Writing isn’t brain surgery, but it’s rare when someone adept at the latter is also so accomplished at the former. Searching for meaning and purpose in his life, Kalanithi pursued a doctorate in literature and had felt certain that he wouldn’t enter the field of medicine, in which his father and other members of his family excelled. “But I couldn’t let go of the question,” he writes, after realizing that his goals “didn’t quite fit in an English department.” “Where did biology, morality, literature and philosophy intersect?” So he decided to set aside his doctoral dissertation and belatedly prepare for medical school, which “would allow me a chance to find answers that are not in books, to find a different sort of sublime, to forge relationships with the suffering, and to keep following the question of what makes human life meaningful, even in the face of death and decay.” The author’s empathy undoubtedly made him an exceptional doctor, and the precision of his prose—as well as the moral purpose underscoring it—suggests that he could have written a good book on any subject he chose.

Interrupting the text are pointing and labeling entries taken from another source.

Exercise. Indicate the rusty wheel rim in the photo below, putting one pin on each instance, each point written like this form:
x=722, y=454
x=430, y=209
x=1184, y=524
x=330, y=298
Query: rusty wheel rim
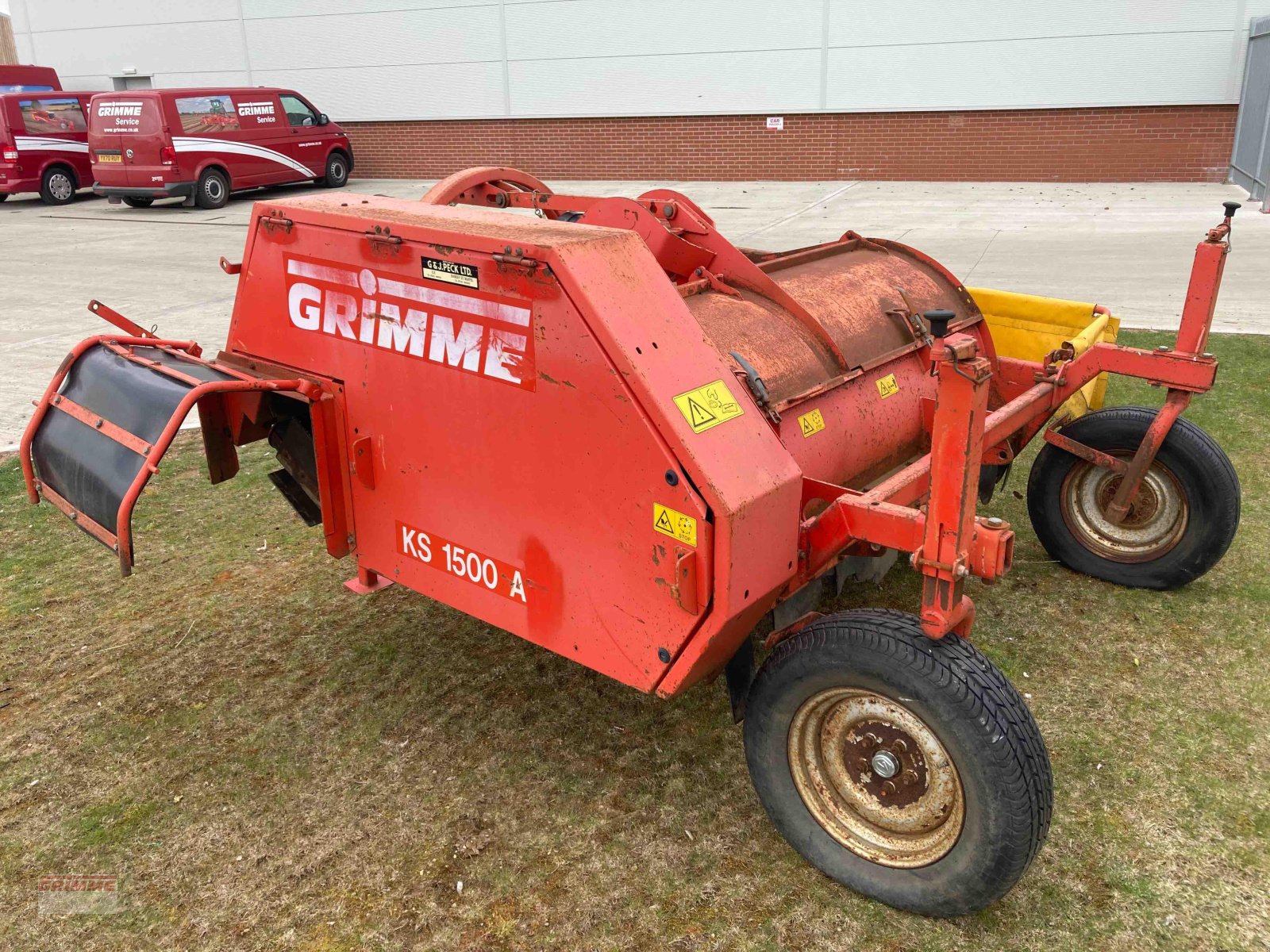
x=842, y=743
x=1153, y=526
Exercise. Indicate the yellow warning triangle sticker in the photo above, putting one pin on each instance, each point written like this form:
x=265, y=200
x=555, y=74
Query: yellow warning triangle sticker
x=700, y=416
x=708, y=406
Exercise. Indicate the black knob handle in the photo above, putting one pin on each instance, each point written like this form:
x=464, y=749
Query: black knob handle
x=939, y=321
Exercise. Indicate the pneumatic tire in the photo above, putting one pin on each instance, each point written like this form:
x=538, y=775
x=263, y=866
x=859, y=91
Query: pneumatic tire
x=337, y=171
x=1178, y=528
x=905, y=768
x=57, y=186
x=213, y=190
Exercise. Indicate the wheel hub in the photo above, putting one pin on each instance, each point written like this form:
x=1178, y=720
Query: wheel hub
x=876, y=777
x=1153, y=524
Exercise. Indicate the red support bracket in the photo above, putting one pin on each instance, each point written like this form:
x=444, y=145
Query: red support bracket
x=368, y=581
x=956, y=448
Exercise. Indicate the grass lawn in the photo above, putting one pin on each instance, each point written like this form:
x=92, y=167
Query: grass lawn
x=271, y=762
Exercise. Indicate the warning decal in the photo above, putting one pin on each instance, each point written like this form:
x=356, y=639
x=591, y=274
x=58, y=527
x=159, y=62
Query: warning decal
x=887, y=386
x=812, y=423
x=677, y=526
x=708, y=406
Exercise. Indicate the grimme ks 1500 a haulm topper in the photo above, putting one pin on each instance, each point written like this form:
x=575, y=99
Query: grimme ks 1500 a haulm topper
x=611, y=432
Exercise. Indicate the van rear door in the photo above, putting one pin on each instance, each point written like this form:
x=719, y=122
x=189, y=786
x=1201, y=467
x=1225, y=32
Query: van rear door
x=125, y=135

Part of what makes this book so essential is the fact that it was written under a death sentence following the diagnosis that upended his life, just as he was preparing to end his residency and attract offers at the top of his profession. Kalanithi learned he might have 10 years to live or perhaps five. Should he return to neurosurgery (he could and did), or should he write (he also did)? Should he and his wife have a baby? They did, eight months before he died, which was less than two years after the original diagnosis. “The fact of death is unsettling,” he understates. “Yet there is no other way to live.”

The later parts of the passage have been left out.